値段に関係なくというのはすごく共感するところがあって、その人が何を大切にしてどういう人生を送っているかというところにこそ魅力があると思っているので、そんな話をさせてもらったことが嬉しかったんだと思います。
ほんと、気付いたら光ってました。
今更ですけど、技術の高さについては大会の結果でも十分証明されてるので深くは掘り下げません。笑
気になる方は磨いてもらってください!
人との対話と価値観

当然靴を綺麗にするサービスを提供されているわけですが、もともとアパレル業界のご出身でもあるので、ファッションの一部としての靴のお手入れという考え方をお持ちです。シャツのオーダーサービスやビスポークジュエリーも展開されています。

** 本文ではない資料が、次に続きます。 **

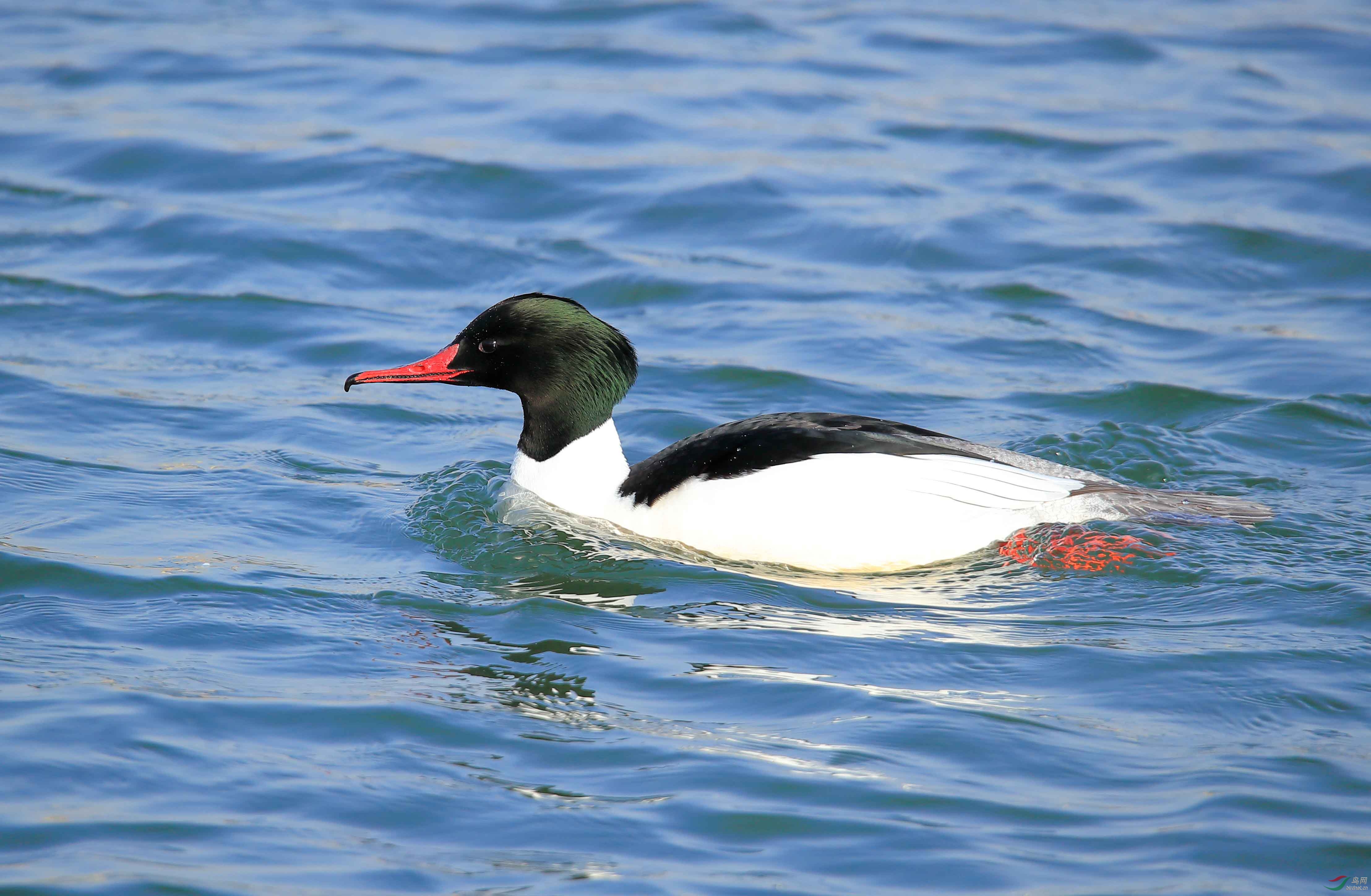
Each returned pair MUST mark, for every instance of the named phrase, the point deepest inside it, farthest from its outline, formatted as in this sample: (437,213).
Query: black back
(746,446)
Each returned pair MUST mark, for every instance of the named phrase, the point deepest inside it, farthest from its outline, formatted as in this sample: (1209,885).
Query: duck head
(568,367)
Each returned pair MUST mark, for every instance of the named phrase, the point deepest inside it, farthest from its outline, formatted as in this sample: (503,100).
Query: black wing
(746,446)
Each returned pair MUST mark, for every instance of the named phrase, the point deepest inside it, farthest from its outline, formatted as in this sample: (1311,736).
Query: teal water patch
(260,636)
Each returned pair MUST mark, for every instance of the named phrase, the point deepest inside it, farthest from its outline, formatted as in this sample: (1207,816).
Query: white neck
(583,478)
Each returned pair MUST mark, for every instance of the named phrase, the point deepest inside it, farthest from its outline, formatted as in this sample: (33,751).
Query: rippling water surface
(264,637)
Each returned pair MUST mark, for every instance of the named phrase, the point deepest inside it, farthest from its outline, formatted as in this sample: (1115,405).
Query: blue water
(264,637)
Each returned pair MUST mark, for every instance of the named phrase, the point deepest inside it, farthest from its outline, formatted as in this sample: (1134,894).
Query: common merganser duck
(824,492)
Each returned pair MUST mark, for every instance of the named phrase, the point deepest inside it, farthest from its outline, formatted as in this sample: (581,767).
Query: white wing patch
(983,484)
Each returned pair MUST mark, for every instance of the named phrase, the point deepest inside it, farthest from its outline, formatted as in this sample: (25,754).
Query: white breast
(833,512)
(856,512)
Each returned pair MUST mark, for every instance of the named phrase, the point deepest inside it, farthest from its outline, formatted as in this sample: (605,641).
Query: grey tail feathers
(1138,503)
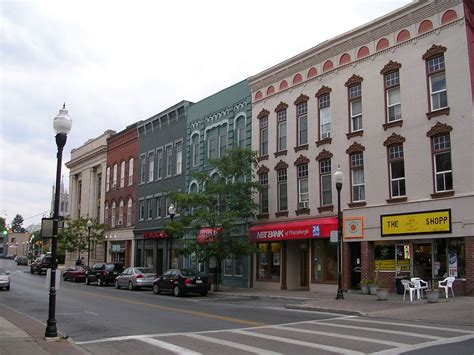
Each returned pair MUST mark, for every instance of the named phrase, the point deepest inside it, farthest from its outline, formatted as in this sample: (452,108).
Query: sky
(117,62)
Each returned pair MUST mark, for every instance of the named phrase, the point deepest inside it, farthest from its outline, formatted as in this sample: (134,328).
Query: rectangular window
(151,167)
(303,187)
(397,171)
(179,157)
(169,161)
(325,117)
(281,132)
(159,164)
(442,163)
(282,190)
(355,103)
(264,136)
(326,184)
(357,177)
(392,87)
(302,113)
(437,83)
(263,200)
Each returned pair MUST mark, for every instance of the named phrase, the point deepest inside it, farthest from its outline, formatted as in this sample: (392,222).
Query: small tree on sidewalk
(223,204)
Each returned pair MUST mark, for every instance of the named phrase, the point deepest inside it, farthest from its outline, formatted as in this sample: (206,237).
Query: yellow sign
(416,223)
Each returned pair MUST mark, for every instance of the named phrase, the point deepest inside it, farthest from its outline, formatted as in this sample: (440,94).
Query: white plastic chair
(420,286)
(408,287)
(447,284)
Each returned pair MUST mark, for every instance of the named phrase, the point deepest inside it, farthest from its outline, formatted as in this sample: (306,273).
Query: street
(105,320)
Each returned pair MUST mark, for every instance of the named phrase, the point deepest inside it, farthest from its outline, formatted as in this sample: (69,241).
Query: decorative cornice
(353,80)
(262,170)
(281,165)
(390,66)
(324,154)
(434,51)
(281,106)
(394,139)
(355,148)
(301,99)
(263,113)
(439,128)
(301,160)
(324,90)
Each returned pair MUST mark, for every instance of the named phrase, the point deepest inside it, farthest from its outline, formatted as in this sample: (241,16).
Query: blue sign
(316,231)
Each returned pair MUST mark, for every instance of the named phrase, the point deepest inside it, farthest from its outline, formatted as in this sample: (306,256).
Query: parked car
(4,279)
(182,281)
(103,273)
(41,264)
(135,278)
(75,273)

でも僕がこの40分間で感じたのは、樺澤さんが大切にされている人に対する姿勢みたいなものでした。姿勢っていうとなんか堅苦しいのですが、お人柄というかそういうもの。
「人生も、ひとつの長い旅」という例えが Glayage KYOTO のwebサイトにも書かれてますが、靴が綺麗かどうかだけでなく、さらにファッションとしての側面だけでなく、対他人への身だしなみに気を遣えるかとか、人との対話で育まれる価値観を大切にされている気がしました。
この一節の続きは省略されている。